Over the weekend I tried to catch a Lyft. He wasn’t where the app said he was, and when I called him, 3 times, he hung up on me. I ended up canceling that Lyft and ordering another one, but I was upset to find out that I was being charged $6 for the canceled Lyft. While in the Lyft that picked me up, I took to the app to complain. I was sent to Lyft’s help bot, and after clicking a couple of buttons and only sending one message summing up my experience with the previous Lyft I was issued a refund immediately. Without ever speaking to a customer service representative and taking much less time than trying to find the Lyft that never was.
The Lyft’s chatbot was remarkably well done and was able to turn my unhappy experience around quite quickly. In way less then the time that I’m ever on hold to get a real human being on a phone, my issue was completely resolved. It used some pre-selected responses to help speed up the process and increase accuracy.
Chatbots are great for this type of customer service. Especially with a service that is already built around technology and your phone. Being able to figure out what a customer wants/needs and deliver that service right away can speed up the process and keep the customer happy when done right. (When done wrong, it wastes the customer’s time and just makes them even more upset.)
Because of advances in chatbot AI, they are becoming more and more common. Many websites now have one to try to help you navigate issues, or assist you in picking out something to purchase. As of 2017 4% of companies were using chatbots, and 80% were planning on using them by 2020.
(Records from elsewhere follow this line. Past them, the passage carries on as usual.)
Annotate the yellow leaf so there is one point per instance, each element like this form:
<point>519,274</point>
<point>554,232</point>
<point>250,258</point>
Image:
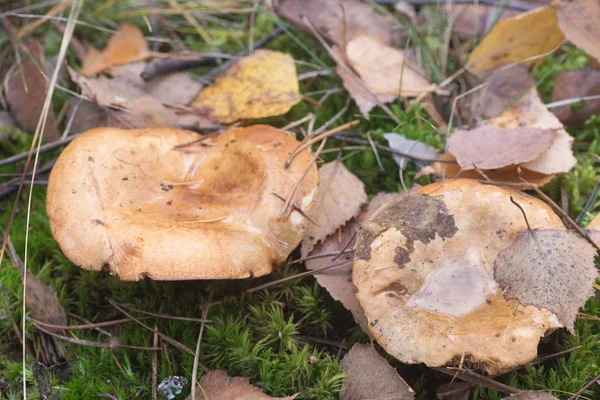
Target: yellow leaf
<point>261,85</point>
<point>125,46</point>
<point>517,39</point>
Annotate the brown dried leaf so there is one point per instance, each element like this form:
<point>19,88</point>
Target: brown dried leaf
<point>548,268</point>
<point>531,112</point>
<point>580,22</point>
<point>138,108</point>
<point>574,84</point>
<point>261,85</point>
<point>340,196</point>
<point>369,376</point>
<point>42,302</point>
<point>385,71</point>
<point>125,46</point>
<point>25,91</point>
<point>505,88</point>
<point>513,40</point>
<point>217,385</point>
<point>338,21</point>
<point>489,147</point>
<point>532,395</point>
<point>175,88</point>
<point>338,282</point>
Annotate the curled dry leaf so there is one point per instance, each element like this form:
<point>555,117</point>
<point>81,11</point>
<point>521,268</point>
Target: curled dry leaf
<point>574,84</point>
<point>506,86</point>
<point>25,88</point>
<point>136,107</point>
<point>339,199</point>
<point>367,375</point>
<point>489,147</point>
<point>125,46</point>
<point>423,267</point>
<point>385,71</point>
<point>261,85</point>
<point>338,21</point>
<point>548,268</point>
<point>217,385</point>
<point>412,147</point>
<point>338,282</point>
<point>513,40</point>
<point>579,21</point>
<point>531,395</point>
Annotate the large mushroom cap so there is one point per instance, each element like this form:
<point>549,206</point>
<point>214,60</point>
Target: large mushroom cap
<point>148,203</point>
<point>423,270</point>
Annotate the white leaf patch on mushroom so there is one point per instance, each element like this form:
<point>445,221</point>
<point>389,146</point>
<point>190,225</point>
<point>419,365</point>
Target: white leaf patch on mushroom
<point>423,268</point>
<point>159,203</point>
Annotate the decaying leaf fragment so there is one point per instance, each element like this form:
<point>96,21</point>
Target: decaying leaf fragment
<point>409,146</point>
<point>548,268</point>
<point>338,21</point>
<point>579,21</point>
<point>384,70</point>
<point>339,199</point>
<point>338,282</point>
<point>489,147</point>
<point>367,375</point>
<point>261,85</point>
<point>25,89</point>
<point>514,40</point>
<point>125,46</point>
<point>217,385</point>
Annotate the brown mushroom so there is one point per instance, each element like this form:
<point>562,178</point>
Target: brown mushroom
<point>160,203</point>
<point>423,270</point>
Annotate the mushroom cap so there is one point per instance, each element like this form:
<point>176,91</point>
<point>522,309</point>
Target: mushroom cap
<point>423,268</point>
<point>159,203</point>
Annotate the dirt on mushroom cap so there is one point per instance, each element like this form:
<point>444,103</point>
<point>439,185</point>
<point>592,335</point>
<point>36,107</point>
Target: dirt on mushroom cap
<point>157,203</point>
<point>455,228</point>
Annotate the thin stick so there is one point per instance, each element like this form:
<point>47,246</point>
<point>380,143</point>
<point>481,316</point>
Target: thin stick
<point>197,353</point>
<point>523,211</point>
<point>317,138</point>
<point>316,256</point>
<point>166,338</point>
<point>286,205</point>
<point>584,388</point>
<point>300,275</point>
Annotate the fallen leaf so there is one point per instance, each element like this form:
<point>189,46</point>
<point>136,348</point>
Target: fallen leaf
<point>531,112</point>
<point>411,147</point>
<point>513,40</point>
<point>217,385</point>
<point>136,108</point>
<point>339,199</point>
<point>175,88</point>
<point>531,395</point>
<point>489,147</point>
<point>579,21</point>
<point>125,46</point>
<point>338,282</point>
<point>42,302</point>
<point>261,85</point>
<point>25,91</point>
<point>572,85</point>
<point>454,391</point>
<point>338,21</point>
<point>385,71</point>
<point>505,88</point>
<point>548,268</point>
<point>367,375</point>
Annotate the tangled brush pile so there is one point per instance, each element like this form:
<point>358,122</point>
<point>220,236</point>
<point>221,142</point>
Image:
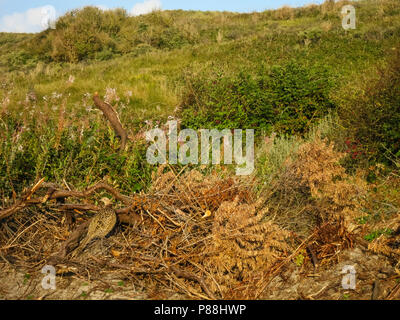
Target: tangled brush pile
<point>316,184</point>
<point>243,248</point>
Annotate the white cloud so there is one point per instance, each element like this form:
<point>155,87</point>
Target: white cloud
<point>146,7</point>
<point>30,21</point>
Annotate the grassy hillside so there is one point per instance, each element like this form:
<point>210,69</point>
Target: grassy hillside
<point>324,103</point>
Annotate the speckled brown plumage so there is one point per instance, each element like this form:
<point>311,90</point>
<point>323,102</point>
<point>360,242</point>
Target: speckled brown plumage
<point>100,226</point>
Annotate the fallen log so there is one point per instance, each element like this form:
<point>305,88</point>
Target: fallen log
<point>112,116</point>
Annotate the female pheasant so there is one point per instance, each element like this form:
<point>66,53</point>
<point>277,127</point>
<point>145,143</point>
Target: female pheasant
<point>100,226</point>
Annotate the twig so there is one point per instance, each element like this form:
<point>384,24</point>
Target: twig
<point>193,277</point>
<point>112,117</point>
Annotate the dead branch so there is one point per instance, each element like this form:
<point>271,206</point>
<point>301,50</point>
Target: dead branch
<point>53,194</point>
<point>112,116</point>
<point>193,277</point>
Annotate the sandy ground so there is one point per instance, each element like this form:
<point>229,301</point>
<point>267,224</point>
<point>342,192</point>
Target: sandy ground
<point>376,278</point>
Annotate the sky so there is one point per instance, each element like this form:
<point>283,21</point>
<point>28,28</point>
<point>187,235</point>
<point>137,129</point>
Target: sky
<point>32,16</point>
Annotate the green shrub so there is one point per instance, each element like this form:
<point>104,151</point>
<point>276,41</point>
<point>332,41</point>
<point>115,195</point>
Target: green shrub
<point>373,114</point>
<point>290,98</point>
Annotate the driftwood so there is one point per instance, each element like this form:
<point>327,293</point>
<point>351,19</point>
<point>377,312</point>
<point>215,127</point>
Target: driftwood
<point>112,116</point>
<point>26,200</point>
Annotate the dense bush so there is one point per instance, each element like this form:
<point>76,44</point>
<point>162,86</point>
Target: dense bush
<point>289,97</point>
<point>373,114</point>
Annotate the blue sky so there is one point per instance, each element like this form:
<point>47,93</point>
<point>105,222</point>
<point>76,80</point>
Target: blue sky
<point>26,16</point>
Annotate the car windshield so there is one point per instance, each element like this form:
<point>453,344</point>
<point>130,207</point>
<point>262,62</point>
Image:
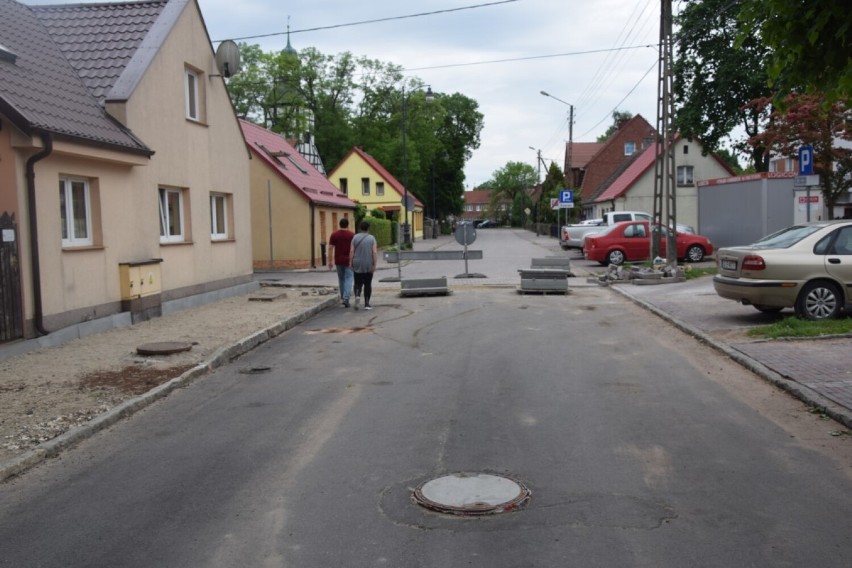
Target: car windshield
<point>786,238</point>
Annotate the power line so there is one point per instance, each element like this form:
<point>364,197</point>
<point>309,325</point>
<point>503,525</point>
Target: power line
<point>364,22</point>
<point>651,68</point>
<point>528,58</point>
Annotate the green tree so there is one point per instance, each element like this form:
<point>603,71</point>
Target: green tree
<point>618,120</point>
<point>511,184</point>
<point>810,120</point>
<point>358,101</point>
<point>718,69</point>
<point>809,43</point>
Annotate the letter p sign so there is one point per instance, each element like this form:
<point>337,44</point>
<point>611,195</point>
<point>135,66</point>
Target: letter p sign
<point>806,160</point>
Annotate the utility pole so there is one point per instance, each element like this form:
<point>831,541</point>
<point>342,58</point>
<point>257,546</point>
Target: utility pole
<point>664,170</point>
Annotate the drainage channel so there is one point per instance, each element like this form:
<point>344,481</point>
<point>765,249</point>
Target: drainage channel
<point>472,494</point>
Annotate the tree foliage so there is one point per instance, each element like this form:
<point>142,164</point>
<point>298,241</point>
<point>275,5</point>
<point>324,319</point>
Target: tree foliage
<point>347,101</point>
<point>810,43</point>
<point>810,120</point>
<point>720,67</point>
<point>510,185</point>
Chatbots use Natural Language Processing (NLP) to figure out what was said and to come up with an appropriate response. Some use Natural Language Understanding (NLU) which is a subset of NLP that deals with machine reading comprehension. It takes unstructured text and tries to classify it into structured entities for better comprehension. They can also use Natural Language Generation (NLG) to turn structured data into text. NLU looks at the input where NLG generates the output.
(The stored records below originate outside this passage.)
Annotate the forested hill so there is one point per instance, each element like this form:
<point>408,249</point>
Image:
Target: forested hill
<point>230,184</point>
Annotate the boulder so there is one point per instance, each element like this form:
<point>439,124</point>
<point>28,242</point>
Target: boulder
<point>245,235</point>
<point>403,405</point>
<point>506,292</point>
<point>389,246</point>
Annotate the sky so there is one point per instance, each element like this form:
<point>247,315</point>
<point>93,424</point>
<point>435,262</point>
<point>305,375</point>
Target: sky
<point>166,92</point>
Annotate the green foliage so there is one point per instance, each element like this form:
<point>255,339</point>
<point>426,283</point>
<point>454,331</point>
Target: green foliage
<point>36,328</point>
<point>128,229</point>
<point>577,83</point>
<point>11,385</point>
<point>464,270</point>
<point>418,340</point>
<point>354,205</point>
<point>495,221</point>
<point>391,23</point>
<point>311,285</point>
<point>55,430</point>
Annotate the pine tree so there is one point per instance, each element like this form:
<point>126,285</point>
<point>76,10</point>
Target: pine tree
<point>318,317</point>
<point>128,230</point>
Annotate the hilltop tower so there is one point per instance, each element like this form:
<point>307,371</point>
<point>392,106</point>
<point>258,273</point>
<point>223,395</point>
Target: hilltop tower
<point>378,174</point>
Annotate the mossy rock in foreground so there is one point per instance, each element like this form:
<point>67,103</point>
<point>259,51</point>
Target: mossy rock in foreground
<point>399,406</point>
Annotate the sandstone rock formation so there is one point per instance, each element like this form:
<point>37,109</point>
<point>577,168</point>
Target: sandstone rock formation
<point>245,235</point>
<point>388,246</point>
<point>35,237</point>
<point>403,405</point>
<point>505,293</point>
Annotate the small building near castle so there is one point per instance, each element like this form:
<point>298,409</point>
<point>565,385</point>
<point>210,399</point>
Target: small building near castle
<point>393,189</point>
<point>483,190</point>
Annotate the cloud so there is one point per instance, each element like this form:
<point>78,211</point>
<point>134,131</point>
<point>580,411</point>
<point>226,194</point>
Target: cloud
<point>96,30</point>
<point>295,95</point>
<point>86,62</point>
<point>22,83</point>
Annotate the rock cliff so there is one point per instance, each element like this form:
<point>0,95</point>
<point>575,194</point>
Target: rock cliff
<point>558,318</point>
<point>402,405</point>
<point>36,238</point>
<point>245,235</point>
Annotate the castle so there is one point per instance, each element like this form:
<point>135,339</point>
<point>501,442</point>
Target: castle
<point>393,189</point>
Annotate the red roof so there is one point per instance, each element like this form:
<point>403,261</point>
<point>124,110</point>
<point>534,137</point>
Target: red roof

Today it’s very easy for someone with little technical experience to build their bot. Services like Amazon’s Lex use a pre-existing chatbot (this one uses the one that Amazon built for Alexa) and let the customer add their unique parameters.
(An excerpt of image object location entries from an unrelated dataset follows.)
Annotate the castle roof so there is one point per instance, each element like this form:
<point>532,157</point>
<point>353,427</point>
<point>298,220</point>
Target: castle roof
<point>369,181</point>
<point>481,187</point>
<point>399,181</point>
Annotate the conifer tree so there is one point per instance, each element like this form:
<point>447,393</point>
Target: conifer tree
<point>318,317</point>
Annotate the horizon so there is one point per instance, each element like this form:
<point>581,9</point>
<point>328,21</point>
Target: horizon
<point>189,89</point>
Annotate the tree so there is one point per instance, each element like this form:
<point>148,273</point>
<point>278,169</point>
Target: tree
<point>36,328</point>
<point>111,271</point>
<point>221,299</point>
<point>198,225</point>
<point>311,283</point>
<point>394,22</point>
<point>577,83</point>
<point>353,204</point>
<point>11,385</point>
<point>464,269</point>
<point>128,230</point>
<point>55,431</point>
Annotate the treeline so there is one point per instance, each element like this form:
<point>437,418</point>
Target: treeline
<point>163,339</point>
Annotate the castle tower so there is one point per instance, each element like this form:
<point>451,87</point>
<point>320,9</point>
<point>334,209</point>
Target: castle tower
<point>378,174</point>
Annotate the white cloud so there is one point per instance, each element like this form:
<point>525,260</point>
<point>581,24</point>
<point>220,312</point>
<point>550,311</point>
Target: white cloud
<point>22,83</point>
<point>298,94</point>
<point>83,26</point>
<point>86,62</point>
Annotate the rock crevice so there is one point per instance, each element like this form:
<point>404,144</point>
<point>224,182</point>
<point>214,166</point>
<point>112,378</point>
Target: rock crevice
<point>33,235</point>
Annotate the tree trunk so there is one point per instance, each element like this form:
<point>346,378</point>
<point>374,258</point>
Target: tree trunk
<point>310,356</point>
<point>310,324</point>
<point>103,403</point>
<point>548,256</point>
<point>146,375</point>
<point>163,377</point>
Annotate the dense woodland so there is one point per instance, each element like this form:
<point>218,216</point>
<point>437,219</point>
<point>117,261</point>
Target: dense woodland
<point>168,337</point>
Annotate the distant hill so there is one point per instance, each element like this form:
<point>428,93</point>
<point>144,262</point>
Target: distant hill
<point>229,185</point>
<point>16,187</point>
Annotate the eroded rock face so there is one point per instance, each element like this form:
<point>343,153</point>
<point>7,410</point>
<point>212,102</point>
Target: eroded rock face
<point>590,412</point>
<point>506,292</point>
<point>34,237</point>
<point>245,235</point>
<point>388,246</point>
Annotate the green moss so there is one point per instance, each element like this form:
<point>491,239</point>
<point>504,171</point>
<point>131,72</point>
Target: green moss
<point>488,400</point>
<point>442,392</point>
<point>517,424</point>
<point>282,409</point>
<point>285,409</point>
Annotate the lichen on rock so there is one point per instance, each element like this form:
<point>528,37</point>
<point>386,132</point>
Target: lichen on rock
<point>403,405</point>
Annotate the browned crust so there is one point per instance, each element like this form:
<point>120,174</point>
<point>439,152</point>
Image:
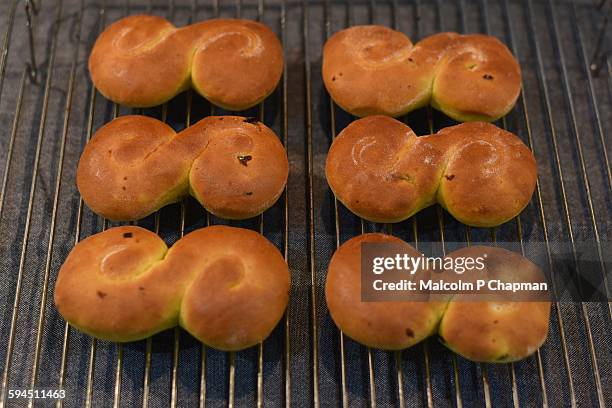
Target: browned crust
<point>481,331</point>
<point>230,286</point>
<point>500,331</point>
<point>134,165</point>
<point>374,70</point>
<point>385,325</point>
<point>483,175</point>
<point>143,61</point>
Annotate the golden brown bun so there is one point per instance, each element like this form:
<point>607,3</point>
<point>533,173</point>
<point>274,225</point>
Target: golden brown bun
<point>227,286</point>
<point>496,331</point>
<point>373,70</point>
<point>385,325</point>
<point>142,61</point>
<point>235,167</point>
<point>488,331</point>
<point>379,169</point>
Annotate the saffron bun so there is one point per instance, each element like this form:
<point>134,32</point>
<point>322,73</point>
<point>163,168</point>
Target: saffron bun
<point>497,330</point>
<point>234,166</point>
<point>374,70</point>
<point>387,325</point>
<point>143,60</point>
<point>380,170</point>
<point>226,286</point>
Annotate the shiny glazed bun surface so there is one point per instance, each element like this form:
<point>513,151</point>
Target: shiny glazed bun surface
<point>379,169</point>
<point>227,286</point>
<point>143,61</point>
<point>386,325</point>
<point>374,70</point>
<point>235,167</point>
<point>489,331</point>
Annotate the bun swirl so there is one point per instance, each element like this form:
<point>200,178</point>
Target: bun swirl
<point>235,167</point>
<point>226,286</point>
<point>373,70</point>
<point>482,175</point>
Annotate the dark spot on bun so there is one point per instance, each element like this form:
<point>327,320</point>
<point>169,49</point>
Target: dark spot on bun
<point>245,159</point>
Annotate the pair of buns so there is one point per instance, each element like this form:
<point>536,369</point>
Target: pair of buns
<point>235,167</point>
<point>373,70</point>
<point>143,61</point>
<point>226,286</point>
<point>379,169</point>
<point>487,331</point>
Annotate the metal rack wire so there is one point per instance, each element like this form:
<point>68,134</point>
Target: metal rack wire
<point>53,110</point>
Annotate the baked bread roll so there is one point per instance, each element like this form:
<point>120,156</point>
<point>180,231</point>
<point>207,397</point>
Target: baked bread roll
<point>501,330</point>
<point>226,286</point>
<point>143,61</point>
<point>374,70</point>
<point>380,170</point>
<point>496,330</point>
<point>235,167</point>
<point>387,325</point>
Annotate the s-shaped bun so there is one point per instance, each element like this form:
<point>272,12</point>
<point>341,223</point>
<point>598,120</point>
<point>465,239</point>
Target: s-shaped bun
<point>143,61</point>
<point>481,174</point>
<point>234,166</point>
<point>373,70</point>
<point>226,286</point>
Chat services like Slack and Discord even have their built-in bots and bot customizations that people can set up to perform different functions, such as sending out automatic reminders, responding to specific words, or even tell jokes.
Chatbots are here and they are fast becoming ubiquitous for more and more tasks. They have the potential to revolutionize customer service and how we interact with our computers. They also have the potential to be a huge cost saving for many companies. It’s not news to the tech world that we are going to see a lot more of them in the future, with the ease of implementation I hope that I no longer have to waste time on hold to deal with a simple customer service issues.